A year later, at Fest 9, they did a proper reunion set, and I spent the months leading up to that show absolutely giddy with anticipation. Normally, building something up in your head for that long only leads to disappointment. That wasn't the case here. I remember my friend Keith and I walking grabbing a roll of duct tape from the bar before their set and taping our glasses around our heads so they wouldn't get destroyed during the set, then promptly fixing ourselves center stage and preparing for the onslaught. I remember the band kicking in and being arm-in-arm with Keith, screaming every word as people climbed up on our backs to scream the words in Gared's face. In that moment, it felt like the four-year absence of Planes only made people latch onto them even harder. During the final song, Gared jumped into the crowd and, together, we all screamed "We ride to fight" long after the band finished playing the song. These weren't just some song lyrics; this was our shared mantra. It was the kind of life-affirming moment that just had a way of happening at Planes shows, and it's something I'll never forget.

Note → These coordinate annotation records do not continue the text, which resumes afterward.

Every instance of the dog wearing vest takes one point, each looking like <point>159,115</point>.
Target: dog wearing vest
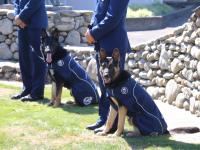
<point>66,72</point>
<point>128,98</point>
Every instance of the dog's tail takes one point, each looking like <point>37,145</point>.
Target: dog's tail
<point>184,130</point>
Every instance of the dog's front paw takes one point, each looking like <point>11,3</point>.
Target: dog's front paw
<point>116,134</point>
<point>101,133</point>
<point>56,105</point>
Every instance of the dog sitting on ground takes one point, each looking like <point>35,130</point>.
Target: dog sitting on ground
<point>127,97</point>
<point>66,72</point>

Years later, Planes would release their a reunion record called Prey, and I got to announce it at The A.V. Club. I spoke to Gared about the record and his quotes were short but punchy—stories of holing up in a Motel 6 and getting into fist fights with truckers was more or less the gist of it. It was the kind of self-mythologizing that would sound so utterly contrived if these lines weren't delivered with the utmost conviction. Because Gared may have been many things, but a huckster wasn't among them.
For the past year, Gared had been suffering from stage III esophageal cancer. Being friends with him on social media, I was able to see that, even in the midst of this, he presented as someone who was road-weary yet optimistic at every turn. There was never the indication that this day would come. Foolishly, I never entertained the thought either. There are certain people who just seem to float above all our humanly concerns and always come out the other end, no matter what danger they encounter along the way. That was Gared, and there will never be another like him.
In moments like this, there's a desire to want to say something profound, but all I can think of is the way that Gared every single set I ever saw him perform: Fuckin' take care of each other.